Stanford Children's Uses mHealth to Keep Young Patients at Home
Cardiologists at Stanford Children's Health are using mHealth devices and telehealth platforms to monitor their young patients at home, rather than having the family travel several hours for an office visit.
With the ongoing coronavirus pandemic curtailing in-person care, physicians at Stanford Children’s Health are using mHealth devices and telehealth platforms to monitor some of their youngest and most vulnerable patients.
Scott Ceresnak, MD, a pediatric cardiologist specializing in electrophysiology and arrhythmia and head of the health system’s EKG monitoring program, is mailing mHealth patches to his patients so that he can monitor them at home. Through the patch and an accompanying mHealth app, he’s able to manage care on a daily basis for roughly 25 patients, giving him a real-time look into their heart activity.
“I’m communicating with them in a way where they’re not driving up to four hours to see me,” he says.
Seda Tierney, MD, a pediatric cardiologist and director of the Pediatric Vascular Research Laboratory at Stanford Children’s Health, began using portable echocardiography devices for her heart transplant patients several years ago. She started with a small, handheld device that had been used in the Emergency Department and ICU, and gradually worked up to the point where she could send the device home with a patient and his or her caregivers.
With COVID-19 reducing visits to her office, Tierney now schedules virtual visits with the family and an echo stenographer to help conduct the tests at home.
“Telehealth has given us more freedom to expand care to the home,” says Tierney, who co-authored a recent study in the Journal of the American Society of Echocardiography on a pilot program that enabled parents to use the mHealth device to capture echo readings at home. “It doesn’t replace (in-person care), but it will definitely be a part of the care we give as cardiologists.”
One particular benefit is that the technology being used now is much better than what was available just a few years back. Ceresnak notes that early mHealth technology wasn’t nearly as good at capturing accurate cardiac data as today’s patches and devices – EKG devices that once allowed single to three-lead monitoring can now accommodate 12 leads. And Tierney says today’s portable echo devices are much easier and more accurate than older models.
Ideally, they say, the healthcare ecosystem is moving toward mHealth apps and telehealth platforms that will allow them to capture data from devices seamlessly and transfer relevant data for their particular needs directly into the electronic medical record.
Both Ceresnak and Tierney say the connected health tools and platforms they use reduce the stress on families who’ve had a lot on their plates, especially with the pandemic at hand. Having the opportunity to collaborate with them on care in their own homes reduces that stress, and has the potential to boost clinical outcomes as well.

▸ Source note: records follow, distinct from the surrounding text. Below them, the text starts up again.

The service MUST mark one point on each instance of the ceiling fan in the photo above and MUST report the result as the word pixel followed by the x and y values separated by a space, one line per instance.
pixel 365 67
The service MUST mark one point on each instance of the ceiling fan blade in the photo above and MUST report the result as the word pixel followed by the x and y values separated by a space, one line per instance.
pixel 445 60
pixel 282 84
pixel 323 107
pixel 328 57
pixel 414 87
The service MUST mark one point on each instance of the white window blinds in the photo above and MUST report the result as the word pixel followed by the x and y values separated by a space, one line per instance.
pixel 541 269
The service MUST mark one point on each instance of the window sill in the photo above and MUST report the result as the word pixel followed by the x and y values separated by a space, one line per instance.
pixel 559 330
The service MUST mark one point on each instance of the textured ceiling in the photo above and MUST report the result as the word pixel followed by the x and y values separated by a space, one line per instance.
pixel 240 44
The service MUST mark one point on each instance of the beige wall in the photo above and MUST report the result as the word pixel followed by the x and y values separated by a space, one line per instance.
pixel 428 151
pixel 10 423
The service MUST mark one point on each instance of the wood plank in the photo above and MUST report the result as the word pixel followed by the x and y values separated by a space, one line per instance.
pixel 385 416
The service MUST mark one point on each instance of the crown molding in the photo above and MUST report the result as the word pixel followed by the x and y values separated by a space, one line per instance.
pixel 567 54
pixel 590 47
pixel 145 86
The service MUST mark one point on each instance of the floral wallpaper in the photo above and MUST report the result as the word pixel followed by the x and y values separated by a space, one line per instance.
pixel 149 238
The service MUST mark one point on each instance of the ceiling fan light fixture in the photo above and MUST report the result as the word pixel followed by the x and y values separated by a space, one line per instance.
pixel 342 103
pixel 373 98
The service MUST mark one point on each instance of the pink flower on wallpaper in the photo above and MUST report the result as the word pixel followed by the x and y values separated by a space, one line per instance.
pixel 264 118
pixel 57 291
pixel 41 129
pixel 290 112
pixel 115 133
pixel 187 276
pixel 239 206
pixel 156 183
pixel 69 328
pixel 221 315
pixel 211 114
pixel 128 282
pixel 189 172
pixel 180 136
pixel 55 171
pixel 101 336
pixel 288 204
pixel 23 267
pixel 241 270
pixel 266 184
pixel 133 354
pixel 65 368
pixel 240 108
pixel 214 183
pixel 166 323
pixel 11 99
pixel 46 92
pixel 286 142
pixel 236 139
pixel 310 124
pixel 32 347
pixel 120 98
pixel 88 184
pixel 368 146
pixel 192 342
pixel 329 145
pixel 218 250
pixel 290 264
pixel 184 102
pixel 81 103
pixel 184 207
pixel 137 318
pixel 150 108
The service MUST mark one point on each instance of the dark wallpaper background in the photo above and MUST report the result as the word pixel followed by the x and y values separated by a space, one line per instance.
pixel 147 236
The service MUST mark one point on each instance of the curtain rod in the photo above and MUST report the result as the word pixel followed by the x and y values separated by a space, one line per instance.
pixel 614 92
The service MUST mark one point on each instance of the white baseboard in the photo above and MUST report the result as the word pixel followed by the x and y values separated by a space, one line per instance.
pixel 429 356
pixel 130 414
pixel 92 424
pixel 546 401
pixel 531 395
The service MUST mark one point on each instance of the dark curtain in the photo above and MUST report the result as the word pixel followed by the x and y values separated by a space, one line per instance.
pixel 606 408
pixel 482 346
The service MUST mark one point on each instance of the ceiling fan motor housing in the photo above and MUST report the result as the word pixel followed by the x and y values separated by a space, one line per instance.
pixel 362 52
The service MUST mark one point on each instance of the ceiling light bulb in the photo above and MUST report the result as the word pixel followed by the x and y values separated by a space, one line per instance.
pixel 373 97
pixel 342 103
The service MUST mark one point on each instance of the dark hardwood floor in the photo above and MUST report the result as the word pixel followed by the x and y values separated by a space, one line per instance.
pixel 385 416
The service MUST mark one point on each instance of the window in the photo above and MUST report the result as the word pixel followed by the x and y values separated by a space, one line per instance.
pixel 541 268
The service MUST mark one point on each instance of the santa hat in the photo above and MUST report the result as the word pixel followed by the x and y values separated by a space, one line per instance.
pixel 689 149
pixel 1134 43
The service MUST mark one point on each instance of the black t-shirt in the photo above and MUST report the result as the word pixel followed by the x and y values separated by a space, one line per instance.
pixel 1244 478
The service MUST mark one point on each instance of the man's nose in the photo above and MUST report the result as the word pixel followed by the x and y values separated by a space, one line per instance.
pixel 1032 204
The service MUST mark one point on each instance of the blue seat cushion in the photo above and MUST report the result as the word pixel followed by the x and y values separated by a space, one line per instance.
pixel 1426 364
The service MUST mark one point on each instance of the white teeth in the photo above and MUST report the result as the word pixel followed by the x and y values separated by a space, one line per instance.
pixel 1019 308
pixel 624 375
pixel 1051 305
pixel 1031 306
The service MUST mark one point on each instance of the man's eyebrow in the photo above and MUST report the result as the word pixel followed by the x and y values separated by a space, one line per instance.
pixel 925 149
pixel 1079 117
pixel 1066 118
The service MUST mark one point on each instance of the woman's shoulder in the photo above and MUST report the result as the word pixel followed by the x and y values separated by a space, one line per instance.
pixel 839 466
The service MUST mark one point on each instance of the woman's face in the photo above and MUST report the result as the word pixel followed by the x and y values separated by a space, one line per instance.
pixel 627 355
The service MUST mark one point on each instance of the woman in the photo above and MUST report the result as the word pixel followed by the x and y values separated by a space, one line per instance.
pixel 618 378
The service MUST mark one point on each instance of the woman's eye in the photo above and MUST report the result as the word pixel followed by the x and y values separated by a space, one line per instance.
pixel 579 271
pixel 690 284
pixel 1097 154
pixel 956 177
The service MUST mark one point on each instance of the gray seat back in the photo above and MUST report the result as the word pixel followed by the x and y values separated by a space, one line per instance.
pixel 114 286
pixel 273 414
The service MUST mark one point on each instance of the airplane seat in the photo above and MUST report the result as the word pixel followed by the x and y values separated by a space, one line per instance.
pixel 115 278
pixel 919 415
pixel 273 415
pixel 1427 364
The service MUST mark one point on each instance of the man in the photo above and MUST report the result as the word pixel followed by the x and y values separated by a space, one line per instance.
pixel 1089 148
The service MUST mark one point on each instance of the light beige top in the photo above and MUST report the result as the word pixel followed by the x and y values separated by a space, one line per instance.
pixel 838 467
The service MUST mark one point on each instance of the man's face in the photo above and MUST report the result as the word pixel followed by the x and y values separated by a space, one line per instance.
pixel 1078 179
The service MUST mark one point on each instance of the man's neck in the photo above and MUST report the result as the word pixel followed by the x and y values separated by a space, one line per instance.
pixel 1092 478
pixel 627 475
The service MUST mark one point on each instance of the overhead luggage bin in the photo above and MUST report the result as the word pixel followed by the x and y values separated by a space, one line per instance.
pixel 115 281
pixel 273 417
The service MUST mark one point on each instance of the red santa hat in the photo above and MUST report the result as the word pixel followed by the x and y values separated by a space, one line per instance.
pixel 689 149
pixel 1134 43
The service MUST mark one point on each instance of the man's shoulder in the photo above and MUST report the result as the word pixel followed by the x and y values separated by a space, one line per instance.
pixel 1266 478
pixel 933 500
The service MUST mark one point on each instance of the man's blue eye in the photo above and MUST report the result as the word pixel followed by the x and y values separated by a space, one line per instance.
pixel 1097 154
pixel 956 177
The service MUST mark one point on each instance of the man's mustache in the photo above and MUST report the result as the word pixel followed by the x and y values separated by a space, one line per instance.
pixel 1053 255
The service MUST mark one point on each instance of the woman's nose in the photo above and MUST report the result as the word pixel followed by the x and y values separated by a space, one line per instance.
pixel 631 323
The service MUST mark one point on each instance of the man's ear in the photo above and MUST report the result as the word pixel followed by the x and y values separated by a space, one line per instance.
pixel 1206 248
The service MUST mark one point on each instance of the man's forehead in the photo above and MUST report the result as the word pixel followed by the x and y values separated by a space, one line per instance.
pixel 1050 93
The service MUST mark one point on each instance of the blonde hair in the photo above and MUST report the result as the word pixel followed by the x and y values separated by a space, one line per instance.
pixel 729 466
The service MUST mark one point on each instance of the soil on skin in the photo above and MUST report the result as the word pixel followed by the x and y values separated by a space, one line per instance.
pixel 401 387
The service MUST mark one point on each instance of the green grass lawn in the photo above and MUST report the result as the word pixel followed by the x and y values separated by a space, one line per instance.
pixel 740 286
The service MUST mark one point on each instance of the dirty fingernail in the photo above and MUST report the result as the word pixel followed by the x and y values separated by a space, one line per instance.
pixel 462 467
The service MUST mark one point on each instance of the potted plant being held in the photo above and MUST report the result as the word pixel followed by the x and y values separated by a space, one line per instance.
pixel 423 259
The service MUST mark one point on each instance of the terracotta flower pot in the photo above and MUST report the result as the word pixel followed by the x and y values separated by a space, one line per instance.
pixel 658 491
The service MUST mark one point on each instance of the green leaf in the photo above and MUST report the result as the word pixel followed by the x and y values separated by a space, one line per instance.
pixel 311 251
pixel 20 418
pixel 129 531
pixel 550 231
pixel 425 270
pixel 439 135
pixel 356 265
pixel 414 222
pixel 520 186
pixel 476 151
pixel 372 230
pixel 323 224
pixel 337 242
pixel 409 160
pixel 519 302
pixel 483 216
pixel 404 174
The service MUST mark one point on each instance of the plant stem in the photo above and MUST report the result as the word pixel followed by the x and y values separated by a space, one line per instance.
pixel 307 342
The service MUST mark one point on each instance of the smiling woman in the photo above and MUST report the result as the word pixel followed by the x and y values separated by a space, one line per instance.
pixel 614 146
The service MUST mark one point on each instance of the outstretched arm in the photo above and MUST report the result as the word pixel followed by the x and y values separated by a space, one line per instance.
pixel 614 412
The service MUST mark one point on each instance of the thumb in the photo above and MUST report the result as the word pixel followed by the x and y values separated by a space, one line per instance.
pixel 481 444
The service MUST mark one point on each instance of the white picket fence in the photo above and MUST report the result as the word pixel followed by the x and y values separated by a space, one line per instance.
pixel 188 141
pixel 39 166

“It’s always nice to see these kids in their own environment,” says Ceresnak. “You can see them in a different way than when they’re in your office.” And that makes a difference in both how they feel and act and how physicians can treat them.
“We have the tools now to reach out to them and see them more often,” says Tierney. “And I don’t want to see them suffer just so they can come and see me (in the office).”
While the pandemic has pushed healthcare providers across the country to adopt and expand telehealth and mHealth programs, many are discovering benefits that will extend beyond the crisis. Ceresnak says his patients and their caregivers are “overwhelmingly positive” in rating virtual care, and neither he nor they expect to dial back all that much after the pandemic.
“The pandemic really sparked a movement forward,” he says, “We really needed to think outside the box, and now that we’ve done that it’s hard to think about going back.”
“We’re using these tools to empower patients in their care,” adds Tierney. “And that really means a lot.”